At Armagh Observatory and Planetarium, our group investigates the formation and fate of the most massive stars in the Universe, particularly in low-metallicity environments where their evolution leads to the formation of heavy black holes (≳30 M☉).
These stellar-origin black holes are key targets for LISA.
A crucial focus of our work is understanding how black hole masses have evolved over cosmic time.
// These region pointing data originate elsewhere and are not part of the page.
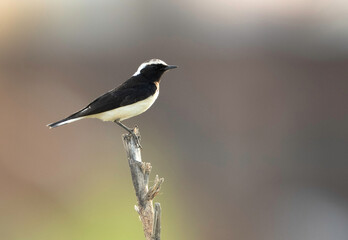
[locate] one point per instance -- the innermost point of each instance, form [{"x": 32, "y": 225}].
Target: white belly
[{"x": 128, "y": 111}]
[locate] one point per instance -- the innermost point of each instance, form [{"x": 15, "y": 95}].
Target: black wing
[{"x": 123, "y": 95}]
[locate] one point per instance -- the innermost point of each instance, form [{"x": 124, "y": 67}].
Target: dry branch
[{"x": 140, "y": 171}]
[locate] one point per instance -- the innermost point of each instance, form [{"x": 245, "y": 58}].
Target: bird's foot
[{"x": 136, "y": 135}]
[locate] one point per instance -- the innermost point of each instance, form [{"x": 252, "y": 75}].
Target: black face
[{"x": 154, "y": 72}]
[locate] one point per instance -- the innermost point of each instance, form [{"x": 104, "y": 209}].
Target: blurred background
[{"x": 250, "y": 133}]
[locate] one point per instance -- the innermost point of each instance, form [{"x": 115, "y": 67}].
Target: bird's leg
[{"x": 131, "y": 131}]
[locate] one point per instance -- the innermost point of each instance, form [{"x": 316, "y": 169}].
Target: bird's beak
[{"x": 170, "y": 67}]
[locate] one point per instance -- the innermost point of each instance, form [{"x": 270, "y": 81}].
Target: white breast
[{"x": 128, "y": 111}]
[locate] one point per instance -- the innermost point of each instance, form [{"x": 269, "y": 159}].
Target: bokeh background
[{"x": 250, "y": 132}]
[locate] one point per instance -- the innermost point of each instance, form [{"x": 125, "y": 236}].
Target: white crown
[{"x": 149, "y": 62}]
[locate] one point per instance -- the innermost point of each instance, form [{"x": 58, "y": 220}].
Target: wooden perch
[{"x": 140, "y": 171}]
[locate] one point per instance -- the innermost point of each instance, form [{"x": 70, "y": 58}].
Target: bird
[{"x": 131, "y": 98}]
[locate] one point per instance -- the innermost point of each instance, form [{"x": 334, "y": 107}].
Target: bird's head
[{"x": 153, "y": 69}]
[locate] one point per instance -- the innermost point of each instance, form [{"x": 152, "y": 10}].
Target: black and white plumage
[{"x": 130, "y": 99}]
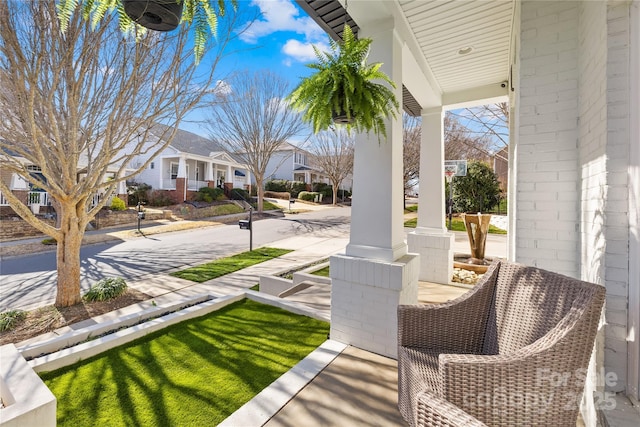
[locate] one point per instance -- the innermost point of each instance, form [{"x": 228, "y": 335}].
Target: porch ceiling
[
  {"x": 438, "y": 33},
  {"x": 445, "y": 29}
]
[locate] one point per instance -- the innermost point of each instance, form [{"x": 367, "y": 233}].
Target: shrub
[
  {"x": 10, "y": 319},
  {"x": 117, "y": 204},
  {"x": 240, "y": 194},
  {"x": 138, "y": 192},
  {"x": 106, "y": 289},
  {"x": 277, "y": 195},
  {"x": 277, "y": 185},
  {"x": 295, "y": 187},
  {"x": 325, "y": 189},
  {"x": 478, "y": 191},
  {"x": 207, "y": 194},
  {"x": 160, "y": 198},
  {"x": 308, "y": 196}
]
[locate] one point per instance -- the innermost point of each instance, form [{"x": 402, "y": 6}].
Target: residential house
[
  {"x": 189, "y": 163},
  {"x": 37, "y": 198},
  {"x": 571, "y": 73},
  {"x": 292, "y": 163}
]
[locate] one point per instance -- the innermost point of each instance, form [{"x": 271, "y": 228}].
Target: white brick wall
[
  {"x": 547, "y": 219},
  {"x": 365, "y": 295},
  {"x": 573, "y": 153},
  {"x": 436, "y": 255}
]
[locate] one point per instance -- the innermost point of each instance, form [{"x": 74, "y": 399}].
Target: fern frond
[{"x": 65, "y": 9}]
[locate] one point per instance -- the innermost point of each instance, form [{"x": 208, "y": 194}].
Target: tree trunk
[
  {"x": 335, "y": 194},
  {"x": 260, "y": 195},
  {"x": 68, "y": 256}
]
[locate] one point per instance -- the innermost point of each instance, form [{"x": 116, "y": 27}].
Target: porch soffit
[{"x": 438, "y": 30}]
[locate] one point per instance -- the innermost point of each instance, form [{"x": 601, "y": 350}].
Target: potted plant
[
  {"x": 343, "y": 90},
  {"x": 158, "y": 15}
]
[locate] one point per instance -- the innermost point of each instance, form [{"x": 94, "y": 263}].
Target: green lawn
[
  {"x": 220, "y": 267},
  {"x": 266, "y": 205},
  {"x": 456, "y": 225},
  {"x": 195, "y": 373}
]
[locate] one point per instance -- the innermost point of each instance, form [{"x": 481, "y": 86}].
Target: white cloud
[
  {"x": 302, "y": 52},
  {"x": 280, "y": 15}
]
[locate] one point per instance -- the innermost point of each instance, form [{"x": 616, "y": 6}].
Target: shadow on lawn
[{"x": 194, "y": 373}]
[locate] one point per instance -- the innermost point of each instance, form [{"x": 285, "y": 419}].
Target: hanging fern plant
[
  {"x": 135, "y": 16},
  {"x": 343, "y": 90}
]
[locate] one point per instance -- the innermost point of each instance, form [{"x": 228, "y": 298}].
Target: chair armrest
[
  {"x": 457, "y": 326},
  {"x": 542, "y": 382},
  {"x": 433, "y": 411}
]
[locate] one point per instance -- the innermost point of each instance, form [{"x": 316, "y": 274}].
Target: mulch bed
[{"x": 50, "y": 318}]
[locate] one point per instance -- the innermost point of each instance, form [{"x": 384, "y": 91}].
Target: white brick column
[
  {"x": 431, "y": 239},
  {"x": 376, "y": 273}
]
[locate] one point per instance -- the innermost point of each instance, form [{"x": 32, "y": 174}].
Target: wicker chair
[{"x": 513, "y": 351}]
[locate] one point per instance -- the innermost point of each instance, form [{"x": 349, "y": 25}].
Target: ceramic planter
[{"x": 158, "y": 15}]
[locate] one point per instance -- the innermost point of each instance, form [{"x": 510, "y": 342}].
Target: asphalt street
[{"x": 29, "y": 281}]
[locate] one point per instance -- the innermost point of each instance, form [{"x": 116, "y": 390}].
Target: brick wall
[
  {"x": 615, "y": 211},
  {"x": 547, "y": 205},
  {"x": 573, "y": 146}
]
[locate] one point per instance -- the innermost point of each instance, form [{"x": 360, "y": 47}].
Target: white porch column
[
  {"x": 182, "y": 167},
  {"x": 121, "y": 190},
  {"x": 376, "y": 274},
  {"x": 229, "y": 177},
  {"x": 430, "y": 238},
  {"x": 210, "y": 176}
]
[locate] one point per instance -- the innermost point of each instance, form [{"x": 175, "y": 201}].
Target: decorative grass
[
  {"x": 267, "y": 206},
  {"x": 106, "y": 289},
  {"x": 195, "y": 373},
  {"x": 220, "y": 267},
  {"x": 10, "y": 319},
  {"x": 324, "y": 272}
]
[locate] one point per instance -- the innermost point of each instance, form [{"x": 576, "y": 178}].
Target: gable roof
[{"x": 189, "y": 142}]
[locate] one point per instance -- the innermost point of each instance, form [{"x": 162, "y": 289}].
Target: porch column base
[
  {"x": 365, "y": 294},
  {"x": 436, "y": 254}
]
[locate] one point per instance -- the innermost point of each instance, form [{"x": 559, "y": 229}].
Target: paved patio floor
[{"x": 358, "y": 388}]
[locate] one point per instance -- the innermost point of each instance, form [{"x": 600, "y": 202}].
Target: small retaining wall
[{"x": 17, "y": 228}]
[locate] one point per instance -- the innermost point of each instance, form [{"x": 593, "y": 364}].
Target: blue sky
[{"x": 280, "y": 40}]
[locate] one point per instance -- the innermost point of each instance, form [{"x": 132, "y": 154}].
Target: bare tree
[
  {"x": 253, "y": 119},
  {"x": 332, "y": 153},
  {"x": 79, "y": 105},
  {"x": 411, "y": 137},
  {"x": 486, "y": 123},
  {"x": 460, "y": 142}
]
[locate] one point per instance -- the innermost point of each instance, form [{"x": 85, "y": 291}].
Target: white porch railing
[
  {"x": 196, "y": 185},
  {"x": 168, "y": 184},
  {"x": 192, "y": 185},
  {"x": 38, "y": 198}
]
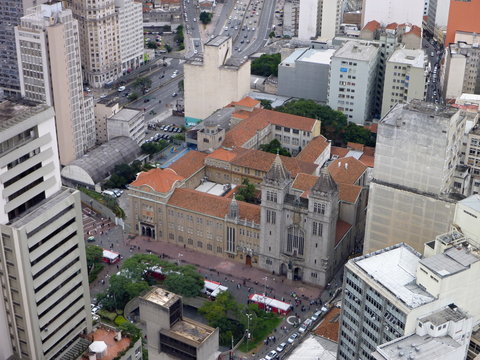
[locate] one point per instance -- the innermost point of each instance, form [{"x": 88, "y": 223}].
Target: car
[
  {"x": 271, "y": 355},
  {"x": 293, "y": 337}
]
As shown in the figure, the upper mass limit for black holes is predicted to shift: at early times in the Universe, conditions may allow for the formation of heavy black holes, up to 93 M☉.
In contrast, in the present-day Universe, higher metallicity and stronger stellar winds cause the most massive stars to shed their outer layers.
This results in a sharp decline in the black hole mass ceiling over Cosmic time.
Our group uses stellar wind and evolution codes to understand this time-dependent behaviour (Vink et al. 2021; Winch et al. 2024; 2025).
By modeling how stellar mass loss, interior physics, and pair-instability supernovae affect black hole birth masses, we help predict the kinds of sources LISA will detect across cosmic epochs.
LISA’s sensitivity to high-mass stellar black hole mergers, particularly those formed in low-metallicity, early-Universe environments, provides a powerful observational test of these models. We aim to connect the evolution of massive stars with the gravitational wave signals LISA will observe—probing the stellar physics encoded in black hole masses, merger rates, and spins.